Hüseyin kardeşine doya doya bakarken, silah tutan elini kaldırdı havaya…
Kuşları kondukları dallardan korku ve endişeyle havalandıran bir silah sesi duyuldu.
Besna’nın babası ve Onun büyük abisi, Mahmut’un babası ile diğerleri kulak kabarttılar… Sonra ağır ağır infaz odasına doğru yürüyüp içeri girdiler…
* * *
Besna oturmuş vaziyette, sırtını duvara dayamış, başparmağı hariç, diğer dört parmağı ağzının içinde, çenesinden aşağıya ince bir kan çizgisi üzerine damlıyor ve korku içinde titreyerek daha da sert ısırıyordu parmaklarını…
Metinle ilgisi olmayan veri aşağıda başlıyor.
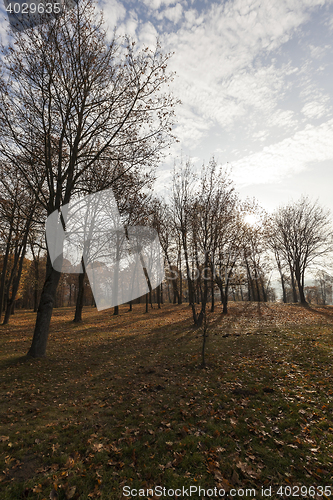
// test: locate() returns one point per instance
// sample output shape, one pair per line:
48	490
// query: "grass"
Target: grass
121	401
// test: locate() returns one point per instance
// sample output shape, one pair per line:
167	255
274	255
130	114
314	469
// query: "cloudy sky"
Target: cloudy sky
255	80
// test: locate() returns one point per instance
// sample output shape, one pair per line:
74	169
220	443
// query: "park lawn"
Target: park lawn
122	401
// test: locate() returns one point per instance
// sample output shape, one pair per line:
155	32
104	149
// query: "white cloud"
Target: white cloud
214	59
156	4
114	12
290	156
314	109
172	13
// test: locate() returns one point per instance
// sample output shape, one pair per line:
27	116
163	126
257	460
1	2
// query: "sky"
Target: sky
255	81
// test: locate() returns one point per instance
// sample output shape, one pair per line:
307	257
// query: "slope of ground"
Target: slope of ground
121	402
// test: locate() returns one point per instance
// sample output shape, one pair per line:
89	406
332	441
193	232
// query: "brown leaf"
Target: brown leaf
70	492
247	470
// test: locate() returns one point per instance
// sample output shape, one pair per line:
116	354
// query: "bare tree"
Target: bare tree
70	100
303	235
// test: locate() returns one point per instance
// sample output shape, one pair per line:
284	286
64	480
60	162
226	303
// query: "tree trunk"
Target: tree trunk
158	291
44	313
3	273
213	298
15	287
80	295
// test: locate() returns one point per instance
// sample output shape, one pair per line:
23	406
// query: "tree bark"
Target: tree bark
44	313
80	295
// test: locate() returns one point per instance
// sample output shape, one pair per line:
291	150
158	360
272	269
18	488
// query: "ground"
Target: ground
122	402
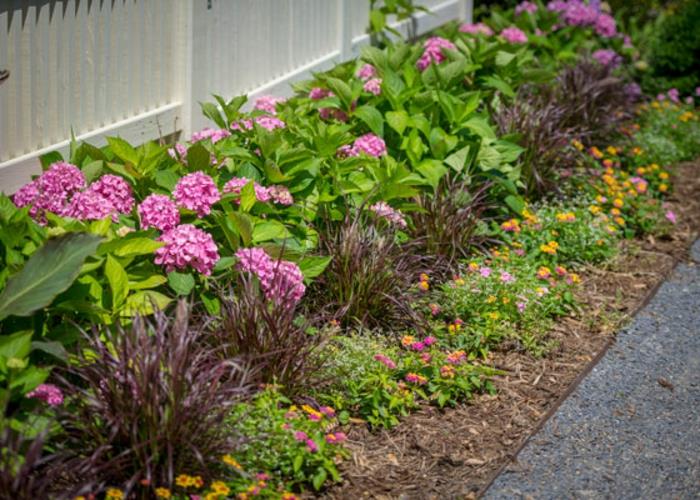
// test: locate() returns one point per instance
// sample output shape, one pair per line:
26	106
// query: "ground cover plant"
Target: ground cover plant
344	256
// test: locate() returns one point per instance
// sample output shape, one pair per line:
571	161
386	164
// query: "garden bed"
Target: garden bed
457	453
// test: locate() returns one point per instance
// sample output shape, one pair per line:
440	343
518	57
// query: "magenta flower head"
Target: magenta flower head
383	210
90	205
196	192
158	211
514	35
433	52
116	190
525	7
476	29
268	103
373	86
187	246
48	393
607	57
371	145
366	72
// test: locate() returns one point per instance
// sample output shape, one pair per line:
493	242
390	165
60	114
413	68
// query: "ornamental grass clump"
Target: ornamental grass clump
366	281
146	401
259	322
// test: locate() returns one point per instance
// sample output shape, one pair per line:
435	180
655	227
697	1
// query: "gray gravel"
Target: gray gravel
632	428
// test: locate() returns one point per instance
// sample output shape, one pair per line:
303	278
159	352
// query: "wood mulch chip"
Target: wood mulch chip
456	453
Hüseyin yerde yatıyor, şakağında ince bir kurşun deliği var, başının altında yoğun ve katı bir kan gölü oluşmuş gözlerinin içi gülüyor sanki…
Silah sağ elinde tetik kısmı işaret parmağında takılı kalmış…
Sol elinde okul defterinin ortasından yırttığı ve avucuna sıkıştırdığı üzerinde yazı olan beyaz çizgili sayfa…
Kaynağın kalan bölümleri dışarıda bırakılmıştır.